Epitope-based vaccine is a promising personalized cancer immunotherapy; however, a simple and effective approach for its bulk manufacturing is challenging. Current vaccination strategies complicate the process by introducing unnecessary components such as additional delivery carriers, and assembly units. Herein, a type of toll-like receptor 7/8 agonist-epitope conjugate (termed as TLR7/8a-epitope) has been developed as a self-assembled and carrier-free nano vaccine platform, which effectively introduces the antigen and adjuvant with maximum precision, resulting in significantly enhanced dendritic cells (DCs) activation through the MyD88-dependent TLR signaling pathway. TLR7/8a-epitope nanovaccine can prolong the local retention and increase drainage efficiency into the lymph node, eliciting a significantly higher level of CD8 T-cell immunity than those of conventional vaccine formulations.
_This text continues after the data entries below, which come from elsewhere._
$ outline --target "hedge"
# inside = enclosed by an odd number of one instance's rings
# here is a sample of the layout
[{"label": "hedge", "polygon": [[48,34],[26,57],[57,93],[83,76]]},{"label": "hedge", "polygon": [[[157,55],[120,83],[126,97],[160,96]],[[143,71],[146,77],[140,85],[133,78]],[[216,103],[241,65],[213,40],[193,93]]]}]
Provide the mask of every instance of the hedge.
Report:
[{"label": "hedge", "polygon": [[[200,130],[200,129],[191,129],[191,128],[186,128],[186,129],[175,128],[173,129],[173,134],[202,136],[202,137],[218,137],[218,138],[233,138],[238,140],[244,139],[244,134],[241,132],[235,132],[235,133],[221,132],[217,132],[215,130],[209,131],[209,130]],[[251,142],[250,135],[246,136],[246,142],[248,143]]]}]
The immunization with TLR7/8a-epitope nanovaccine in mice can not only resist the invasion of B16 cancer cells, but also produce significant therapeutic effects against established B16 melanoma tumors. Therefore, the TLR7/8a-epitope nanovaccine, developed by the direct chemical conjugation of antigen peptide with immunoadjuvant, has great advantages of clear and leanest compositions, controllable and definite preparation process, and remarkable therapeutic effects, representing a new appraoch for personalized cancer immunotherapy. STATEMENT OF SIGNIFICANCE: Herein, a kind of toll-like receptor 7/8 agonist-epitope conjugate was developed and spontaneously self-assemble into nanostructure in aqueous solution without the use of any additional constituents, which can be termed as unique carrier-free nanovaccine platform, providing effectually the leanest vaccine components with maximally and precisely loading of antigen and adjuvant. Significantly, the nanovaccine augmented the immunogenicity of antigenic peptide by increasing DCs activation through MyD88-mediated TLR signaling pathways and promoting T-cell priming. Moreover, nanovaccines could prolong the local retention and further increase the efficiency of drainage into dLNs, which was contributing to efficient initiation of epitope-specific memory and effector T-cell immune responses, leading to effective prophylactic and therapeutic antitumor effects.